While the garbage collector works there are still lots left to be improved and explored. Again I’ll refer to my TODO list to see some of the things I’m considering. Feel free to use the code as a starting point or inspiration for your own experiments.

Not all of my requirements have been satisfied, but I’m content for now and fairly confident that the code can be adapted to future needs. I’m also not too keen on making more invasive optimizations before I’ve decided on what kinds of workloads I want to optimize for and what direction I want to take the code in.

The Garbage Collector in Action

I’ve created a short visualization of the garbage collector in action to maybe explain in pictures what I’ve failed to make clear in text. It shows most of the steps the garbage collector takes when h.garbage_collect() is executed in the following simplified example. It starts out showing all steps, but gradually skips intermediary actions to not get too long.
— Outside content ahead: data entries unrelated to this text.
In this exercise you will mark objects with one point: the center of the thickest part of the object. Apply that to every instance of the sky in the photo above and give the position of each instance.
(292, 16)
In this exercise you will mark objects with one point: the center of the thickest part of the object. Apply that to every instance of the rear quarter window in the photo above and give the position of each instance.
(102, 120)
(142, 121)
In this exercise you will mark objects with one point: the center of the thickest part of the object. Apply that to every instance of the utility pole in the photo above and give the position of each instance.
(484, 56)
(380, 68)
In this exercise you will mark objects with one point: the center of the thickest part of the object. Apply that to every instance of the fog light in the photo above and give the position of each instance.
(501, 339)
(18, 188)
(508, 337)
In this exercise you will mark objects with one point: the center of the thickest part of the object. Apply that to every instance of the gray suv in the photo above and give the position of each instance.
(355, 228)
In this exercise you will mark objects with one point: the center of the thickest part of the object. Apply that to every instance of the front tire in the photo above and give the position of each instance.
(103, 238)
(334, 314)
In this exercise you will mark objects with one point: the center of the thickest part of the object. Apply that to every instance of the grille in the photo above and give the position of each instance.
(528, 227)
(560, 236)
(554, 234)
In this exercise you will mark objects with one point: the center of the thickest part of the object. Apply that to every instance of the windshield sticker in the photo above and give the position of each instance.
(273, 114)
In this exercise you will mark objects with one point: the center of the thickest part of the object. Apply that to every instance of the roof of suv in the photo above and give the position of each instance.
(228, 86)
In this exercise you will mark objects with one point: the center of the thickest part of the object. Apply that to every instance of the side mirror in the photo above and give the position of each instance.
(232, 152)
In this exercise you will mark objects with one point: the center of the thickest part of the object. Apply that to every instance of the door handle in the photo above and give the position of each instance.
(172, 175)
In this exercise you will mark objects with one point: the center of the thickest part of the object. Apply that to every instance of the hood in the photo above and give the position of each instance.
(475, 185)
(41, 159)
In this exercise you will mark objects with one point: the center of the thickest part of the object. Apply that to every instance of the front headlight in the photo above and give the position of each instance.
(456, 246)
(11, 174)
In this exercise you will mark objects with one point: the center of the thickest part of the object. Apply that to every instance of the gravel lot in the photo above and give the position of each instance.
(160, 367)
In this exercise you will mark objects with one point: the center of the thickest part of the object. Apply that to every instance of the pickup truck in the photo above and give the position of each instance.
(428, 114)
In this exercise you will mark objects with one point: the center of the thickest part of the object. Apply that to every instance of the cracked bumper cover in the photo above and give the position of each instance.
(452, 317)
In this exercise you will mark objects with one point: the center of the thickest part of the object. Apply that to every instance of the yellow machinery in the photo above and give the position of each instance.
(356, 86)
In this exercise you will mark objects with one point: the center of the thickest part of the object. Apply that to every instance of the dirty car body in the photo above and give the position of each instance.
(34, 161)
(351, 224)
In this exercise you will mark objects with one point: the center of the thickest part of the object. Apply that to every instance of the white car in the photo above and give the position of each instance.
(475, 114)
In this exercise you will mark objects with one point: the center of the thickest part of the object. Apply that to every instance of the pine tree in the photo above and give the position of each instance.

// Simple gc-enabled class capable of holding a single (tracked) object reference
class test_obj {
public:
    explicit test_obj(const gc_heap_ptr<object>& p) : pointer(p) {}
private:
    gc_heap_ptr<object> pointer;
};

void vis() {
    // Create heap with 32 slots
    gc_heap h{32};

    // Leak a string (for show)
    string{h, "Leaked!"};

    // Create object "o"
    auto o = object::make(h,
        string{h, "Object"}, // Class name "Object"
        nullptr);            // No prototype

    // Set its [[Value]] to false
    o->internal_value(value{false});

    // Add a self-referencing property "K1"
    o->put(string{h, "K1"}, value{o});

    // And another property set to NaN
    o->put(string{h, "K2"}, value{NAN});

    // Create a "test_obj" instance referencing "o"
    auto c = h.make<test_obj>(o);

    // Collect garbage (see visualization)
    // There are two root pointers: to "o" (@0008) and "c" (@001a)
    h.garbage_collect();
}

For kicks I also created a squashed (and totally unreadable) video of the garbage collector running after interpreting an empty statement. This means it’s mostly the global object being moved.